How does He do this? I know a person who was brought up without any religion, unbaptised herself, born from unbaptised parents, and living in a Communist country. One day, she was walking through the streets of her capital city when on a sudden impulse she entered a church, though she knew nothing about it and no one there. Not long afterwards, she was baptised as a Catholic, and now she is a Dominican tertiary. What had happened? From the tabernacle Christ spoke to her heart, and drew her into His Church. And from each of His tabernacles, our Lord is constantly sending actual graces to those who come to pray but also to those in the streets outside and in the houses roundabout. His “delights are to be with the children of men.”

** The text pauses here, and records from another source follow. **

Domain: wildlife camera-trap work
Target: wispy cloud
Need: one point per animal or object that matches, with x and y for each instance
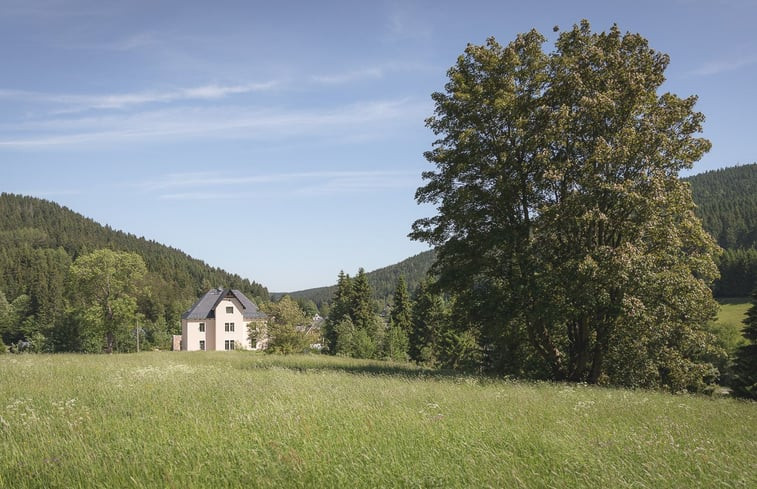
(211, 186)
(78, 103)
(725, 65)
(366, 73)
(214, 123)
(349, 76)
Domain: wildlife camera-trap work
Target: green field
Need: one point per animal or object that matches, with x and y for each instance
(729, 323)
(243, 419)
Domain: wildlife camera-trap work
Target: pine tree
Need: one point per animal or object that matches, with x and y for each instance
(340, 310)
(745, 363)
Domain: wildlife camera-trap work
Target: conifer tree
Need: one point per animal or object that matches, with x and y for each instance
(396, 342)
(745, 363)
(340, 310)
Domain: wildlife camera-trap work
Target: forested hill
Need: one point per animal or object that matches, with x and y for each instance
(726, 201)
(40, 239)
(727, 204)
(382, 281)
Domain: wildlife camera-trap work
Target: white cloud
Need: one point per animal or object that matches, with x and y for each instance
(349, 76)
(80, 103)
(215, 187)
(213, 123)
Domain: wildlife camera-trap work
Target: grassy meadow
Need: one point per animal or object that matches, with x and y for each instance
(243, 419)
(729, 324)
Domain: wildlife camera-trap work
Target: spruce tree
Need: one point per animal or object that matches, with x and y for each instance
(340, 310)
(745, 363)
(396, 343)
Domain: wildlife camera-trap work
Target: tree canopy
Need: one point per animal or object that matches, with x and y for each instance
(108, 284)
(561, 218)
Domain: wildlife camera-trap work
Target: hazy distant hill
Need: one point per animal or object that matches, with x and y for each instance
(383, 281)
(726, 201)
(39, 239)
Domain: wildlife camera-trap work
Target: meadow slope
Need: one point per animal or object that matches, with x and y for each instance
(246, 419)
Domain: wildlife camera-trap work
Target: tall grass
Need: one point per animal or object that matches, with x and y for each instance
(729, 324)
(243, 419)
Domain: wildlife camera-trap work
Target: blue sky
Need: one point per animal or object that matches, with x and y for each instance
(283, 141)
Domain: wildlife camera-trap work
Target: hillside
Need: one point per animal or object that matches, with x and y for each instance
(40, 239)
(383, 280)
(726, 201)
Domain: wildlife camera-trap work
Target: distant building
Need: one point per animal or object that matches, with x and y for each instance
(220, 320)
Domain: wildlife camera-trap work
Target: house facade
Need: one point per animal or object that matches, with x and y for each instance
(220, 320)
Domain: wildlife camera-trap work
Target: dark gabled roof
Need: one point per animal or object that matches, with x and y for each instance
(205, 308)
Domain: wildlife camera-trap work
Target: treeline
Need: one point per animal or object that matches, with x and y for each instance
(39, 241)
(382, 282)
(727, 204)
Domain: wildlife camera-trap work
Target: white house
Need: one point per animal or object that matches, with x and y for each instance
(220, 320)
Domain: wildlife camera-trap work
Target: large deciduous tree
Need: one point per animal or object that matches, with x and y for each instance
(108, 284)
(557, 190)
(286, 326)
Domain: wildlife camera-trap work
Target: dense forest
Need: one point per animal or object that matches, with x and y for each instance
(382, 281)
(727, 204)
(39, 240)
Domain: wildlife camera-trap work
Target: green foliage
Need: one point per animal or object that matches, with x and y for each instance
(563, 226)
(270, 421)
(382, 281)
(352, 327)
(738, 273)
(107, 285)
(727, 204)
(430, 316)
(744, 380)
(39, 240)
(286, 326)
(396, 340)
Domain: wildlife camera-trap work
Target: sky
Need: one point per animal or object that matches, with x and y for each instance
(283, 141)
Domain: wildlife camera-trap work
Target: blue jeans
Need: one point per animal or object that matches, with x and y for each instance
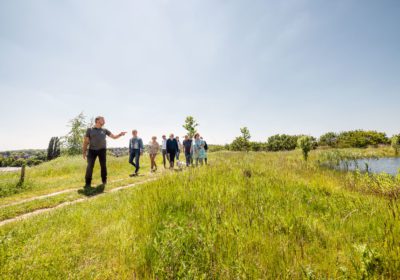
(135, 155)
(188, 157)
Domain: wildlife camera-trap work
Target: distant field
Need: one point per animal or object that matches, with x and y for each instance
(246, 216)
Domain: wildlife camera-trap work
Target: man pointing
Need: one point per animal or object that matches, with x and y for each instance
(95, 138)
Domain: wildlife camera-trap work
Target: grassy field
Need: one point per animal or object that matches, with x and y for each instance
(247, 216)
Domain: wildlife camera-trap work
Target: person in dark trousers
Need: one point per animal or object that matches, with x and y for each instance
(187, 144)
(206, 150)
(135, 151)
(95, 139)
(172, 149)
(164, 149)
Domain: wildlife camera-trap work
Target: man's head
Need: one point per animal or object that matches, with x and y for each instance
(99, 121)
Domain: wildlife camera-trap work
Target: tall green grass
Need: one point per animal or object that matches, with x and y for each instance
(247, 216)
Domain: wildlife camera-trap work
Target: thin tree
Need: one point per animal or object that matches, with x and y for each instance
(73, 140)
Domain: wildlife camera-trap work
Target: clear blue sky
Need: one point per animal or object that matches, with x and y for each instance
(287, 66)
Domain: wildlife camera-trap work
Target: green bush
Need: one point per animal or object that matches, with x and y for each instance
(282, 142)
(396, 144)
(306, 144)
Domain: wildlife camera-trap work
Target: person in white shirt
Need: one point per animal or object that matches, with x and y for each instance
(164, 150)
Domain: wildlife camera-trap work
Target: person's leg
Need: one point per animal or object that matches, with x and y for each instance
(172, 159)
(187, 159)
(137, 156)
(131, 158)
(91, 159)
(103, 165)
(151, 162)
(164, 152)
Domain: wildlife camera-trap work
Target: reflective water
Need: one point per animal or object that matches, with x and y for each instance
(387, 165)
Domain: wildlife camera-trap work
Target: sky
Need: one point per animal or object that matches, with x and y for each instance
(287, 66)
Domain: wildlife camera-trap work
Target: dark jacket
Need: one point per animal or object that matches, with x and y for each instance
(172, 146)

Finally, what is all this tending to? If our Lord remains in the Blessed Sacrament, it is to accustom men to dwell with God. This is what St John sees at the end of the Apocalypse: the “new Jerusalem comes down out of heaven, and a great voice from the throne says: Behold, the tabernacle of God with men, and he will dwell with them. And they shall be his people: and God himself with them shall be their God.”